Whilst waiting for the plane we met Rhiannon, the American girl we had seen before on the ferry. She told us that she had been researching a kind of spirit / creature called a Kanima. It seemed to be a different thing to each tribe. One said it took the form of a short fat man.
Foster said he had spotted a man who knew all about the Kanima and went over to fetch him. He was a rubber tapper by trade and fashioned his rubber into nice model birds that he sold to shops. He told us that the Kanima was a sort of solitary witch doctor, a human with magickal powers. Kanima lived alone and would pass on their knowledge to suitable students who sort them out. Only men were Kanima. Kanima could lay curses or cast spells but they usually left you alone unless you provoked them. One power he mentioned was to use certain leaves to become invisible in the forest. This may sound unbelievable, but it might be a matter of what is meant by ‘invisible’. Tribesmen in Peru have long said that the secretions of the giant monkey tree frog (Phyllomedusa bicolor) made men invisible, gave them great stamina, and allowed them to go without food. Recently biochemists analysing the frog’s secretions have found powerful laxatives, diuretics and emetics that may well flush out smelly compounds from human skin making the hunter invisible to forest animals that mainly rely on their sense of smell. The secretions seem to have painkillers and hunger suppressants in them as well. Could the plants used by the Kanimas have similar properties?

The rubber tapper also said he had seen a red -faced- pygmies as a boy. He had been hunting in the general area and saw a tiny man with a red face peering at him through the undergrowth. Unlike other witnesses he thought the man was hairy (thought this may have been an animal hide he was wearing). When he realized he had been seen he fell to all fours and ran off. This is the only mention of hair and moving on all fours. Could this witness have mistaken a monkey? The red faced black spider monkey (Ateles paniscus) fits the description. It is hairy and has a red face. It moves on all fours but can stand erect. However, it has a long tail and inhabits rainforest not the dry savanna around Lethem.
Finaly we had to leave to catch the plane back to cold, dark wet England.
So, what are my final thoughts? Not getting to Corona Falls and the giant anaconda lair was a blow. We intend to rectify this in a future expedition. On the upside we did turn up fascinating information on other cryptids.
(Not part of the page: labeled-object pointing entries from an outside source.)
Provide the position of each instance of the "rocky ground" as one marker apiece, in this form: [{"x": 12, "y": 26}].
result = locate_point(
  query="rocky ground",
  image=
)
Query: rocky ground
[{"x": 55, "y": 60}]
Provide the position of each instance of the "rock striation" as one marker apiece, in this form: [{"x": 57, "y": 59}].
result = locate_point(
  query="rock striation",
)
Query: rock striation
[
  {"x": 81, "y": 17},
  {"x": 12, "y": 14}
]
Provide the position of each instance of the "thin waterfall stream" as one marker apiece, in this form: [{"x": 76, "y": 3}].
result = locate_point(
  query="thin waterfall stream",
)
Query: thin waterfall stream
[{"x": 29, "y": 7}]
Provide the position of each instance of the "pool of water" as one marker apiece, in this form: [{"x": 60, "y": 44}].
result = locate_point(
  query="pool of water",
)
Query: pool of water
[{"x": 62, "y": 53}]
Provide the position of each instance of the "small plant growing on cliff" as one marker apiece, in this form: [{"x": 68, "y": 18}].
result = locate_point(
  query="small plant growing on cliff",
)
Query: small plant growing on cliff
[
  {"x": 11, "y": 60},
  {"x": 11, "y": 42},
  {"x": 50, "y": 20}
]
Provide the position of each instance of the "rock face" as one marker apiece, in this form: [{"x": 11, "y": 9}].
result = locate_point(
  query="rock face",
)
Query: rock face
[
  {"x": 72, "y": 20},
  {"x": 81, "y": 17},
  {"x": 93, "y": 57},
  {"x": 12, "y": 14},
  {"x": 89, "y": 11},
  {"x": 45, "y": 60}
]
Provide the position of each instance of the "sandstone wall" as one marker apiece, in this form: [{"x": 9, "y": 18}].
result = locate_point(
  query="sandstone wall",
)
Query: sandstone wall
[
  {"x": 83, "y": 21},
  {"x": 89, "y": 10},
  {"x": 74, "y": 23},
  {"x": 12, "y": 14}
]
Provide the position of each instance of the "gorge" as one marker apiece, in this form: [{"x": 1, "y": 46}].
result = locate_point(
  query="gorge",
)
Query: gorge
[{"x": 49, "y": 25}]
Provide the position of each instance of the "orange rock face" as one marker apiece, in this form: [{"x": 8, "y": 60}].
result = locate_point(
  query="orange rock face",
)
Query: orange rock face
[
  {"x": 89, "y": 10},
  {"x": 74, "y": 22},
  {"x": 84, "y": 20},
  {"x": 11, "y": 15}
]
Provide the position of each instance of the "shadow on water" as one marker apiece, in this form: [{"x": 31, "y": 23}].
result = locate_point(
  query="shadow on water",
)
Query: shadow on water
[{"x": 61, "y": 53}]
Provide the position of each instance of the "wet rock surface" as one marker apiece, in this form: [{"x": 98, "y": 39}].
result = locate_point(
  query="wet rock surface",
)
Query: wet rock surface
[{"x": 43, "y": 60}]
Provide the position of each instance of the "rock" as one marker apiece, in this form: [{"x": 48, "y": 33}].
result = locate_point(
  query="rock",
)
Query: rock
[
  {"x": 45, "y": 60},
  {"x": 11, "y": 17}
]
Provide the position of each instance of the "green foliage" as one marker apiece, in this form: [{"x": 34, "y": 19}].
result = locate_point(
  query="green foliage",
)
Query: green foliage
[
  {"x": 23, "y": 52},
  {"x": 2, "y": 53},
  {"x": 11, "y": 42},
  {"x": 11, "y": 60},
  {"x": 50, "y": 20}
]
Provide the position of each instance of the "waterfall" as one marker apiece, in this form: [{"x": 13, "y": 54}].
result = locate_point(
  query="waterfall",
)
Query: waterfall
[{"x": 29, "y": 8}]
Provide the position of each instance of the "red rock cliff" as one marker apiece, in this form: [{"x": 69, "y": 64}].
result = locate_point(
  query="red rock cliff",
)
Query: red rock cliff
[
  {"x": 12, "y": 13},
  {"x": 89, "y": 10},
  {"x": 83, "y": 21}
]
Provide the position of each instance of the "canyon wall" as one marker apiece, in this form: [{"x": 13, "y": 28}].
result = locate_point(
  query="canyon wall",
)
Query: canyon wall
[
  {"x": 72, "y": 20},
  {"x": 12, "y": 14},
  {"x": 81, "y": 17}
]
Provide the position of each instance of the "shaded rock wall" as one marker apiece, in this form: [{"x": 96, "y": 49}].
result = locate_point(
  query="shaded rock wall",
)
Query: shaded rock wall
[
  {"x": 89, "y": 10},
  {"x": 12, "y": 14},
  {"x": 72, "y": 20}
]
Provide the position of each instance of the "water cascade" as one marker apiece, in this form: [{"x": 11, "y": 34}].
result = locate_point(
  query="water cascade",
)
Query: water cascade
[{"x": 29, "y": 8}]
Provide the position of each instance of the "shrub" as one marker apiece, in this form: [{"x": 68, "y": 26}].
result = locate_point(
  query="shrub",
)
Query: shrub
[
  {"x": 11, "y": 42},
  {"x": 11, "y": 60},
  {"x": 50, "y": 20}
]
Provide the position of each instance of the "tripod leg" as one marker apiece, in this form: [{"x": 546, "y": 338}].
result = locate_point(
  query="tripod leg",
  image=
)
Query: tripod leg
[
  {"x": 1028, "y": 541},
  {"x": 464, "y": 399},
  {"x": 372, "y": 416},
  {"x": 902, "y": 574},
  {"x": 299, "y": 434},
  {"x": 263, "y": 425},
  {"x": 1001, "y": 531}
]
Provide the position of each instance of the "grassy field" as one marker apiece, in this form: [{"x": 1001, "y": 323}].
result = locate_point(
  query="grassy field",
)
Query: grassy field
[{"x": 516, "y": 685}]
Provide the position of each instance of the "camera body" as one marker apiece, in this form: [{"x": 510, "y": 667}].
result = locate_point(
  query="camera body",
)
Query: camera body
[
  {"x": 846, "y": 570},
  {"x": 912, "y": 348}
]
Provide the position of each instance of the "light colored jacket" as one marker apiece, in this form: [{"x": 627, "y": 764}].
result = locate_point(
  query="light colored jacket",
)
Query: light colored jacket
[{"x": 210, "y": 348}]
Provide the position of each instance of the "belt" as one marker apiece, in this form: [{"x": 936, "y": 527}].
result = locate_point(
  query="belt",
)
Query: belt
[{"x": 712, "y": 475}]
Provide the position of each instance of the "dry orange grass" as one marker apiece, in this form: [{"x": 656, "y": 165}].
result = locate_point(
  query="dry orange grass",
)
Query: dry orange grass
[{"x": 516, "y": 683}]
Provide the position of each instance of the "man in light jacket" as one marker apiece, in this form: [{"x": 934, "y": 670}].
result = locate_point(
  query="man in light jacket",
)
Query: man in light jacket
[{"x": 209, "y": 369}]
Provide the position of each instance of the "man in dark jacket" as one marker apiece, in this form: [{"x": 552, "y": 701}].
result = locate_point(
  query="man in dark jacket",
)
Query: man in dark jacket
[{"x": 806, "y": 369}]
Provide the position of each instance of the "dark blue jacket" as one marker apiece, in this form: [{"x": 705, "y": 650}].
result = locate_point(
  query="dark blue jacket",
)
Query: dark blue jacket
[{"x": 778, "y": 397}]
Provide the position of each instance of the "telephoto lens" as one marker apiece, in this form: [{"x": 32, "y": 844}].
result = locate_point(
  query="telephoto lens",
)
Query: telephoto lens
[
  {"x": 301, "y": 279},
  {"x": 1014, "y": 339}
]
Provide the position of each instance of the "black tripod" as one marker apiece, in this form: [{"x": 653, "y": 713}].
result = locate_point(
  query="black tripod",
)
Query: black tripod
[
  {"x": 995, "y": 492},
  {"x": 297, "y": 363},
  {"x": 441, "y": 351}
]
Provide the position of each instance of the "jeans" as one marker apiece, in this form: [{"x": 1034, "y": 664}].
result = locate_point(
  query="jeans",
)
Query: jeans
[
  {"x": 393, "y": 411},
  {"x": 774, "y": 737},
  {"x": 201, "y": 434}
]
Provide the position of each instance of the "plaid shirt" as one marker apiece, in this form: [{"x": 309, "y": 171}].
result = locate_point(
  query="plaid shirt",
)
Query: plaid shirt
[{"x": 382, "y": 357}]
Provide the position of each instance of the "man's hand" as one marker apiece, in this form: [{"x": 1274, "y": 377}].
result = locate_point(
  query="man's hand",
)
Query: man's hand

The little red- faced men have never been recorded or written about anywhere else to my knowledge. They could be a type of tiny hominid related perhaps to Homo florisensis. They still seem to be about, but no one has ever studied them.
The di-di may be a bigger hominid, something related to the sasquatch perhaps. If a little foot can exist in Guyana, why not a bigfoot? Much of what is attached to them seems like universal folklore. They seem less common now than the pygmies. It seems when ever human habitation springs up they retreat further into the wilderness.
The water tiger, despite my initial suspicions, seems to be very different from the giant otter (Pteronura brasiliensis). It is social, aggressive and comes in several colour variations. It is a flesh- eating mammal of some kind, possibly a felid or mustelid.
Lastly the tiny caiman. This is intriguing and could constitute a whole new species. We need to gather more information and eyewitness accounts.
Guyana is a veritable menagerie of cryptids. Few expeditions have looked for these creatures befor so the country promises to be a fertile ground for research for many years to come.